Homestead Visitor's Center, South Dakota. JLG Architects
The result is that my clients have award-winning, building-only photos that can be used for architectural competitions, and they also have a portfolio of lively, (e)motion filled photos that are well-suited to use in marketing. (E)motion adds a softer, rounder dynamic human element to the solid static character of empty built spaces.
Private Residence, Mom's Design|Build
As one of the most experienced Minneapolis commercial photographers, I collaborate with the entire design team to understand why each element was included in the project. Sometimes I am able to learn about what a client specifically requested; other times, it becomes clear that the architect or designer’s imagination and experience added an unexpected element that changed the way people move, work or live in the space.
Eau Claire City Hall, JLG Architects
People in these pictures are never props; they help tell the story of the project. They are active; a person walking through a scene can be blurred, as if the viewer looked up at that moment and saw them passing by. Using photographic techniques we can obscure the identity of the people in the photo. We also get signed releases to allow us to use recognizable, clear, and focused images of people. This choice provides our clients with control and options, should styles change over time.

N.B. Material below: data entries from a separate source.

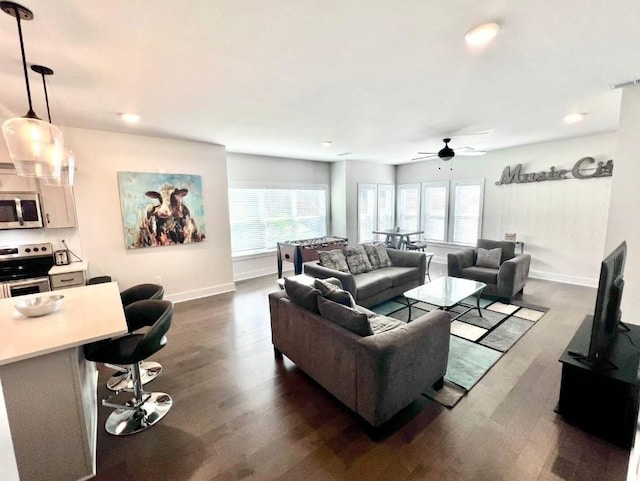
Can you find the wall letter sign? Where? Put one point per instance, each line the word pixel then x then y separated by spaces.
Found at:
pixel 580 170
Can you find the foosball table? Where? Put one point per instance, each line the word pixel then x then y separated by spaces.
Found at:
pixel 305 250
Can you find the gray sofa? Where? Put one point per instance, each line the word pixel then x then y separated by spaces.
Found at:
pixel 376 375
pixel 379 285
pixel 503 282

Logan Park Wading Pool, Minneapolis. Stantec
People also bring scale to an image and help the viewer understand the volume and geometry of the space. We usually shoot the space at slow shutter speeds without people first so we can maximize Depth of Field and luminosity. Then we reshoot the same scenes at faster shutter speeds with people when the scene requires it and subjects are available or cast specifically for the project. We take a series of shots to ensure we get just the right amount of movement, or to capture people when they are at their best. The result is that my clients receive both “A” and “B” versions of the final images, with and without people.
Otsego Middle School, Stahl Construction
With homage to our social media culture I also shoot photos that feature people with a secondary emphasis on the architecture. These photos are not staged; they are more organic and in-the-moment, often shot with a handheld camera rather than one locked down on a tripod. Half of my work is photographing people. Besides traditional portraits, I shoot captured moments of people so viewers get a sense of the true personality of both the individual and the business they work for. Used in conjunction with other architectural images, these photos leverage the emotional impact of a project by communicating how people feel about being in the space.
Private Residence, Ground One Enterprises
Because of my extensive experience directing and posing people, I know how to communicate, give understandable direction, and coach spontaneity out of them. Before I even pick the camera up, I’ll engage them in conversation to get them relaxed. After taking some time, I’ll pick up the camera and seamlessly begin to take pictures. More than once, I’ve heard people say, “I didn’t even realize you were shooting!”